Networks divide people, first from themselves and then from each other, on the grounds that this is the efficient way to perform a task. It may well be, but it is a lousy way to feel good about being alive. Networks make people lonely. They cannot correct their inhuman mechanism and still succeed as networks. Behind the anomaly that networks look like communities (but are not) lurks the grotesque secret of mass-schooling and the reason why enlarging the school domain will only aggravate the dangerous conditions of social disintegration it is intended to correct.

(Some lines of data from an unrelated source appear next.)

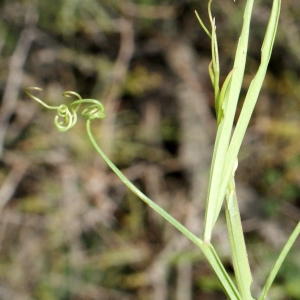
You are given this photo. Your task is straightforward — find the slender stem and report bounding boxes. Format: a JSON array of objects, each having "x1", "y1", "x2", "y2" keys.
[{"x1": 86, "y1": 119, "x2": 242, "y2": 300}]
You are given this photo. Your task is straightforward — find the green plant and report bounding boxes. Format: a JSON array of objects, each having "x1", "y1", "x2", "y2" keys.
[{"x1": 26, "y1": 0, "x2": 300, "y2": 300}]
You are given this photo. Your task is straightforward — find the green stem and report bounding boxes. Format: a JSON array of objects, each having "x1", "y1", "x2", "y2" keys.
[{"x1": 86, "y1": 119, "x2": 242, "y2": 300}]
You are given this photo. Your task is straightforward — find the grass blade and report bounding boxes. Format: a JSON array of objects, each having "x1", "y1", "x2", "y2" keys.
[
  {"x1": 86, "y1": 120, "x2": 242, "y2": 300},
  {"x1": 218, "y1": 0, "x2": 281, "y2": 217},
  {"x1": 225, "y1": 164, "x2": 253, "y2": 300},
  {"x1": 203, "y1": 0, "x2": 254, "y2": 242},
  {"x1": 258, "y1": 222, "x2": 300, "y2": 300}
]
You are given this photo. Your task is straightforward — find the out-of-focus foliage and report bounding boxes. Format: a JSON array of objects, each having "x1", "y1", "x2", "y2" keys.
[{"x1": 0, "y1": 0, "x2": 300, "y2": 300}]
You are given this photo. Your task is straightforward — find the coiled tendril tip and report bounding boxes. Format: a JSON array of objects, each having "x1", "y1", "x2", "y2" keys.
[{"x1": 25, "y1": 87, "x2": 105, "y2": 132}]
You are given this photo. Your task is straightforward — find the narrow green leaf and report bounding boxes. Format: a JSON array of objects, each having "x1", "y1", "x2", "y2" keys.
[
  {"x1": 225, "y1": 162, "x2": 253, "y2": 300},
  {"x1": 203, "y1": 0, "x2": 254, "y2": 242},
  {"x1": 195, "y1": 10, "x2": 211, "y2": 38},
  {"x1": 86, "y1": 120, "x2": 241, "y2": 300},
  {"x1": 218, "y1": 0, "x2": 281, "y2": 216},
  {"x1": 258, "y1": 222, "x2": 300, "y2": 300}
]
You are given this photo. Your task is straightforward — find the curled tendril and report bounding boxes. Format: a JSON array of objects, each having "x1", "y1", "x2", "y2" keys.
[{"x1": 25, "y1": 87, "x2": 105, "y2": 132}]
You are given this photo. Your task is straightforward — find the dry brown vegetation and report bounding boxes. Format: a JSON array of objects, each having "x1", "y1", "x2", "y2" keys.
[{"x1": 0, "y1": 0, "x2": 300, "y2": 300}]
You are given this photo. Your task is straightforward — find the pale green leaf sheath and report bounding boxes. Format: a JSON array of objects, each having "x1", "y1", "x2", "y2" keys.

I want to repeat this until you are sick of hearing it. Networks do great harm by appearing enough like real communities to create expectations that they can manage human social and psychological needs. The reality is they cannot. Even associations as inherently harmless as bridge clubs, chess clubs, amateur acting groups or groups of social activists will, if they maintain a pretense of whole friendship, ultimately produce that odd sensation familiar to all city dwellers, of being lonely in the middle of a crowd. Which of us who frequently networks has not felt this sensation. Belonging to many networks does not add up to having a community, no matter how many you belong to or how often your telephone rings.

With a network, what you get at the beginning is all you ever get. Networks don’t get better or worse; their limited purpose keeps them pretty much the same all the time, as there just isn’t much development possible. The pathological sate which eventually develops out of these constant repetitions of thin human contact is a feeling that your “friends” and “colleagues” don’t really care about you beyond what you can do for them, that they have no curiosity about the way you manage your life, no curiosity about your hopes, fears, victories, defeats. The real truth is that the “friends” falsely mourned for their indifference were never friends, only fellow networkers from whom in fairness, little should be expected beyond attention to the common interest.

But given our unquenchable need for community and the unlikelihood of obtaining that community in a network, we are in such desperation of any solution, that we are driven to deceive ourselves about the nature of these liaisons. Whatever “caring” really means, it means something more than simple companionship or even the comradeship of shared interests.

In the growth of human society, families came first, communities second and only much later came the institutions set up by the community to serve it. Most institutional rhetoric -- the proclaiming of what is important -- borrows its values from those of individual families that work well together.

Particularly over the past century and a half in the United States, spokesmen for institutional life have demanded a role above and beyond service to families and communities. They have sought to command and prescribe as kings used to do, though there is an important difference. In the case of ancient kings, once beyond the range of their voices and trumpets, you could usually do what you pleased, but in the case of modern institutions, the reach of technology is everywhere -- there is no escape if the place where you live and the family you live in, cannot provide sanctuary.

Institutions, say their political philosophers, are better at creating marching orders for the human race than families are, therefore they should no longer be expected to follow but should lead. Institutional leaders have come to regard themselves as great synthetic fathers to millions of synthetic children, by which I mean, to all of us. This theory sees us bound together in some abstract family relationship in which the state is the true mother and father; hence it insists on our first and best loyalty.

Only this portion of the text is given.